Here’s how we do it: we need to have some episodes where some people don’t have much. We need to move it around, and “this episode highlights Pam” or “this episode doesn’t have Andy much” or “Darryl has two lines in this one and has an A-plot in this one.”
What was the thinking behind Pam as office administrator?
It gave her more to do. It made her interact with more people. Also, her character started to feel like she couldn’t be a receptionist anymore. She had gone out, had tried to do other things that hadn’t worked. It had got a little sad, and it felt like a failure when she wanted more.
And is this enough for her for now with the kids?
Yeah. At this point in her life, her direction is much more family-oriented.
I want to get back to Darryl, and this is not me trying to suss out whether he becomes manager. But the last time we spoke, there was a lot of momentum among the people I knew that if you were going to promote from within, Craig (Robinson) would be great. And then we come to the finale, and Darryl proves himself to be spectacularly unprepared. What was going on there?
We wanted to even him out. He couldn’t be a frontrunner. Otherwise, he’s too competent and would be an easy pick. It was an attempt to bring a bunch of people to the same level. In an effort to do that, we took a look at the guy, he’s a competent decision-maker. He’s not schooled, he doesn’t have what Andy has: a fantastic resume and an ability to interview well.
And once Michael leaves, Toby is very happy. When Dwight shoots the gun, Toby is very excited to bust out all those forms, and he no longer has Michael to deal with. What will the Toby Flenderson of season 8 be like?
There’s going to be a reckoning, I think. I haven’t spent a lot of time trying to break my arc (laughs), but either someone’s got to start to hate him again, or he’s got to be lost without the hate. Just an existential existence.
How did it take you 7 years to cast your brother as your brother?
It’s amazing. And oddly enough, he’s the actor in the family. He acted in high school and college and came out here to act for a while. He did Groundlings and other improv.
Will we be seeing Rory again? Or can we not, because that would bring Michael back into things and Michael’s gone?
I don’t know. We could see Rory again, maybe a glimpse.

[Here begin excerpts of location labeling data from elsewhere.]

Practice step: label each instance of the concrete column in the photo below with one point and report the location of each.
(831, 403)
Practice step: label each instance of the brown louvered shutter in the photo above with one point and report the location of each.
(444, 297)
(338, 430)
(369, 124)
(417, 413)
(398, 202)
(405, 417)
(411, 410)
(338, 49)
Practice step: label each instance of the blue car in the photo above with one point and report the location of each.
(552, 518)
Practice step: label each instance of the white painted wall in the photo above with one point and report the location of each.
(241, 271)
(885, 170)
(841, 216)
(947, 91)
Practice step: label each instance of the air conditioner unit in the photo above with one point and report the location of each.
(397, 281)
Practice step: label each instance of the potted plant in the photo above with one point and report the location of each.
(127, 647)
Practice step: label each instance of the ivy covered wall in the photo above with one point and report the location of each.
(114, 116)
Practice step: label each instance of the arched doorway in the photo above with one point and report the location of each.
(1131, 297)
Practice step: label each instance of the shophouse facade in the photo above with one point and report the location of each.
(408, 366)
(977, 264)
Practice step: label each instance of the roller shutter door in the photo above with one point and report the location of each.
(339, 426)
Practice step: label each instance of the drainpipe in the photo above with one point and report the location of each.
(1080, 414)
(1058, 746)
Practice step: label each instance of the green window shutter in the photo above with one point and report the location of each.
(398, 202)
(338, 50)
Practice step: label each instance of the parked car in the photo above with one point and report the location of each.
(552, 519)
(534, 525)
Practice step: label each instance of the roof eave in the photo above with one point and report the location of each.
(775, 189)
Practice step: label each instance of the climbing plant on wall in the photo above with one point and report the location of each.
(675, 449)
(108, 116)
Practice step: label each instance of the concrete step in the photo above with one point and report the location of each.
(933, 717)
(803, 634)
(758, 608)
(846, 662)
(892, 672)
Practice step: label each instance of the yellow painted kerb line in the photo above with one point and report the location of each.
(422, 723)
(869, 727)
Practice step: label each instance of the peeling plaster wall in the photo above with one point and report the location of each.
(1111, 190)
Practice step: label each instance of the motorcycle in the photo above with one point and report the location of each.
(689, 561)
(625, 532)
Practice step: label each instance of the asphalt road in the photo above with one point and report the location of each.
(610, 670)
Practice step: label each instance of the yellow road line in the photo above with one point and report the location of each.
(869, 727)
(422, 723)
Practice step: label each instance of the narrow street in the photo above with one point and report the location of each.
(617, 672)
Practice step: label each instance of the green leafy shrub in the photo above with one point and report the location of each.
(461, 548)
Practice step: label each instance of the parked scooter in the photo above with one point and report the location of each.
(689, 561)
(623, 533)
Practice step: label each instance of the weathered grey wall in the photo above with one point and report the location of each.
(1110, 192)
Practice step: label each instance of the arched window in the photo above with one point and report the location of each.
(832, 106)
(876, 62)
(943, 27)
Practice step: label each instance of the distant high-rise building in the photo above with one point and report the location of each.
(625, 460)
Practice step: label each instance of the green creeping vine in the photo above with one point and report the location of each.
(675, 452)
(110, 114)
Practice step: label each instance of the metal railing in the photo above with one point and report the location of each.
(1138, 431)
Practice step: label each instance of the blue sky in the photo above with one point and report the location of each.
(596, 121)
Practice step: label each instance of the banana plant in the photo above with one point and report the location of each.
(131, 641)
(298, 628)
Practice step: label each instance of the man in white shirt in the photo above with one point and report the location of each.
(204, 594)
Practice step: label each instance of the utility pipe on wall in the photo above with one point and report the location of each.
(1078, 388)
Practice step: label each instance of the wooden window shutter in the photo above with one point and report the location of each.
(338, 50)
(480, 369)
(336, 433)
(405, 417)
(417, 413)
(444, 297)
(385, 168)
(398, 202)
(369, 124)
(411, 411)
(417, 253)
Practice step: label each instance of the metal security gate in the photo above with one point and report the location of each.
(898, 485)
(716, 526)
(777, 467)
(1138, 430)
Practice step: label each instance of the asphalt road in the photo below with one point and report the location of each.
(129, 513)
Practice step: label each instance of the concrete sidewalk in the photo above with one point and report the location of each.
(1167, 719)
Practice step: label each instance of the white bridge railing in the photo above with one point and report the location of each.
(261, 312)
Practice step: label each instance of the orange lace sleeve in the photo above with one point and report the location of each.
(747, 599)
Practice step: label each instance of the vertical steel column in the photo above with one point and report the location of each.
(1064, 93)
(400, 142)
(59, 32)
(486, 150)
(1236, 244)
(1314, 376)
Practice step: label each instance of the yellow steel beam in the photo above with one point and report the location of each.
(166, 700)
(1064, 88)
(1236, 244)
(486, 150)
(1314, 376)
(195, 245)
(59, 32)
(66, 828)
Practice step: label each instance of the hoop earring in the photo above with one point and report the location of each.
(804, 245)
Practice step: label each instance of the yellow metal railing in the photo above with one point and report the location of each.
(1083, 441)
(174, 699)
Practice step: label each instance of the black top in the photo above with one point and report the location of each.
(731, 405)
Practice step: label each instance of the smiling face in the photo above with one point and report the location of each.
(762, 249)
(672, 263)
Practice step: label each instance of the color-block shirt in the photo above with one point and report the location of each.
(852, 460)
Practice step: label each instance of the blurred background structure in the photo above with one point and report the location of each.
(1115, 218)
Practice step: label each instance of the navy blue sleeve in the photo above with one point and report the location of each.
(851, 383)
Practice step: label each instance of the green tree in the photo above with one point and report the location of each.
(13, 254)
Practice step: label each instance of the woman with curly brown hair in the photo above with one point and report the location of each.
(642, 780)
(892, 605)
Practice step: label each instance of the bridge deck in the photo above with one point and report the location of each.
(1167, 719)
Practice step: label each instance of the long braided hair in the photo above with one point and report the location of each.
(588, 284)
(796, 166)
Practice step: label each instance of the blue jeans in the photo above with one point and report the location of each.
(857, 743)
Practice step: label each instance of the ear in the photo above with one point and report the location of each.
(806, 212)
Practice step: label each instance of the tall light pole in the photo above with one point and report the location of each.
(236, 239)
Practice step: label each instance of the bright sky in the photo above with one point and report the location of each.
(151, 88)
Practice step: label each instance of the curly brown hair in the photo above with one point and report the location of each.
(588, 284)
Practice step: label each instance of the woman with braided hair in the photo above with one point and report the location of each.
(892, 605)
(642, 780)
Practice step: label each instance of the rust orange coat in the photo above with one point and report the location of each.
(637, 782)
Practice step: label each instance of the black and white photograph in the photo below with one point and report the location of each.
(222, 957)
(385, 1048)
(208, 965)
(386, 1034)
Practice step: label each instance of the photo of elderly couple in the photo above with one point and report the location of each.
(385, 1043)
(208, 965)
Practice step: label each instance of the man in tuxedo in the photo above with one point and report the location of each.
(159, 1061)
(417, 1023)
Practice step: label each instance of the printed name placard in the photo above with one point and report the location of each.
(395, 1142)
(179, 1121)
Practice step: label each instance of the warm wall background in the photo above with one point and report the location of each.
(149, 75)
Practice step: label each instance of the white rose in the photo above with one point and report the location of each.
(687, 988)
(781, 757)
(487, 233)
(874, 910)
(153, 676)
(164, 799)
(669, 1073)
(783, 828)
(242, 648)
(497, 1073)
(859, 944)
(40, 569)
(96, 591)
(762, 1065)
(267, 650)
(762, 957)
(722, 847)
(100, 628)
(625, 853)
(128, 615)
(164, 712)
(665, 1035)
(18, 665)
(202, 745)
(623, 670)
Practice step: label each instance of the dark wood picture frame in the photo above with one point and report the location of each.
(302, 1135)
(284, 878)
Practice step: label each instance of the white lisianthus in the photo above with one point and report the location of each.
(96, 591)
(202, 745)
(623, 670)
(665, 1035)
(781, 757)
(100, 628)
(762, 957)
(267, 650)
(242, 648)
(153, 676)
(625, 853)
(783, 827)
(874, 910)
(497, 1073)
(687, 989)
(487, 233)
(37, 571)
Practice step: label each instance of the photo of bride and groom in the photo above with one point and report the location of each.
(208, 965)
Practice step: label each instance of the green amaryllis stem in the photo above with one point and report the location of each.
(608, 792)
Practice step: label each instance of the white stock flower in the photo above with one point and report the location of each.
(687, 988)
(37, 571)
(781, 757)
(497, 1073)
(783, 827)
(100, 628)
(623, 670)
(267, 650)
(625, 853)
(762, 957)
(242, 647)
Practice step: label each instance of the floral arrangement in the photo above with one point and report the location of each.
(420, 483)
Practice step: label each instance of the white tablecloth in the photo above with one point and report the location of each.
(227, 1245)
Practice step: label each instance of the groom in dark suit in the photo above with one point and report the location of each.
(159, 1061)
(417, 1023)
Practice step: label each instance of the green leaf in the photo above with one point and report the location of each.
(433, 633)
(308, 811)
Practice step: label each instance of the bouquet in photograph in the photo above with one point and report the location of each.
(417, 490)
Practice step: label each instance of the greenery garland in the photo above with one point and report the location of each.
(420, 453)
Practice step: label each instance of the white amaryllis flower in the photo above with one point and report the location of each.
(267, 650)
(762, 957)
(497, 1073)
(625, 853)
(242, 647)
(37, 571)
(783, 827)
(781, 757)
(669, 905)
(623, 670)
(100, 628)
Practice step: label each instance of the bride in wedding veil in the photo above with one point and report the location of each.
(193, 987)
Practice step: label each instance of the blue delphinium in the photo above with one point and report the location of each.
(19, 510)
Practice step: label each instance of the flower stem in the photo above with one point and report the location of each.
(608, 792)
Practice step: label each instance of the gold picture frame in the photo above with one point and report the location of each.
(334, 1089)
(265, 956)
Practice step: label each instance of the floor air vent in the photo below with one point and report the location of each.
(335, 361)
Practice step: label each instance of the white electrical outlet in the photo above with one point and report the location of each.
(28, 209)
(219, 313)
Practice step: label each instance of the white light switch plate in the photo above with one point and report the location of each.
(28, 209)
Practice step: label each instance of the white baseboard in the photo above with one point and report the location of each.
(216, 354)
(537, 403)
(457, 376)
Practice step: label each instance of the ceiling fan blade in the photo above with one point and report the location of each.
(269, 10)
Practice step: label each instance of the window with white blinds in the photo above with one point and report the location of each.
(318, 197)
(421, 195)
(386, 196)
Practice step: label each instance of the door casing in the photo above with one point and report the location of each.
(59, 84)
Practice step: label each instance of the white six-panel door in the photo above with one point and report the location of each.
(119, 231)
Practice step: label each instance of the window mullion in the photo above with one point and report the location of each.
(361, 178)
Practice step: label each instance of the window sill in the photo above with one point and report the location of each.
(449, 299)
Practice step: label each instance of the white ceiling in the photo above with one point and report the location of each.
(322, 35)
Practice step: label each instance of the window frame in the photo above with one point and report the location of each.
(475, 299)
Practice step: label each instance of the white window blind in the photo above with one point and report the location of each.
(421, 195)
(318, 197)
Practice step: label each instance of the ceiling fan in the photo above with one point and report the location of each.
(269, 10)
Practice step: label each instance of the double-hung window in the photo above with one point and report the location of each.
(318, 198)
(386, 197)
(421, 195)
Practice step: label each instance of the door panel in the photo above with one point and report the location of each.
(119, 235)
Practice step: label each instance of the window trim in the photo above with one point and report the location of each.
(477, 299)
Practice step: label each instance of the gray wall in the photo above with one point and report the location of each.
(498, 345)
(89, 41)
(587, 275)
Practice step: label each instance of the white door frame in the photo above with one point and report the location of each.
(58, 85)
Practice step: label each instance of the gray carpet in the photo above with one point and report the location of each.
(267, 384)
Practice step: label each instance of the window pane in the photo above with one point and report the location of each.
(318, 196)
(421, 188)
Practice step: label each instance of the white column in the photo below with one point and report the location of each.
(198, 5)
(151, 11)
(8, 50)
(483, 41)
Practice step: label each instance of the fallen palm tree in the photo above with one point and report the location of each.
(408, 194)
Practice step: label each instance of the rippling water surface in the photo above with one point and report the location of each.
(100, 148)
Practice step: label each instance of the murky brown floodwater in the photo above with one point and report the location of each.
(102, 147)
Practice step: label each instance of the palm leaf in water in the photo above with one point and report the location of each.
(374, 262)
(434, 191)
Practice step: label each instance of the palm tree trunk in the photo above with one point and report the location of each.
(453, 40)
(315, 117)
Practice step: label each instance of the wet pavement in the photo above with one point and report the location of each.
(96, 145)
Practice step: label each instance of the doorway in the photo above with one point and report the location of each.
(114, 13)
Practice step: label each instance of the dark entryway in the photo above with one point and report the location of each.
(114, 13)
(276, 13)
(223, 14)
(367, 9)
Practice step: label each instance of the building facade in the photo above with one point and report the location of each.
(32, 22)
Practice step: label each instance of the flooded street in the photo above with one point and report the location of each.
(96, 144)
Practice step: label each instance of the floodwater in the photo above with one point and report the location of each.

How many episodes do you have Spader for?
We have him for 15.
Even in episodes where Michael wasn’t the central character, he was always driving the action in some way. Michael would do something that would cause reactions by others. Spader isn’t going to be in every episode, and he’s in a slightly different role. Is there someone else in the current cast who can fill that function? Will you have to spread it around?
I think there are a few characters who are story starters. It will move around. Dwight and Andy are definitely story starters.
Steve was great, obviously. But is it easier in a way that you can distribute that kind of thing around now? Or is it harder to break stories because you don’t have Michael?
It feels harder right now, but there’s a learning curve. We got to know the show very well. We really knew how to write him. But we have a few models for how to kick off the show.
One of the things that was always interesting to me about Michael was that, depending on which one of you was writing the episode, there were 4 or 5 different Michaels. They were all recognizable as him, but different kinds of him. You’re very early in writing Robert California, but do you think that’s going to be the case as well, or that the guy we saw in the finale is the guy we’ll see all the time?
It depends what you feel like you saw. I feel it’s very important to let individual writers’ voices come through. But the character has to be consistent. So if you felt like we were inconsistent with Michael, that’s not so good. But if you felt like, “Here’s a guy who sometimes acts smarter and is sometimes less smart,” then we’ll be doing that as well. I think the show gets boring without it. How do you watch this many years of a show without variation.
And I guess Robert can’t be that omnipotent all the time, right?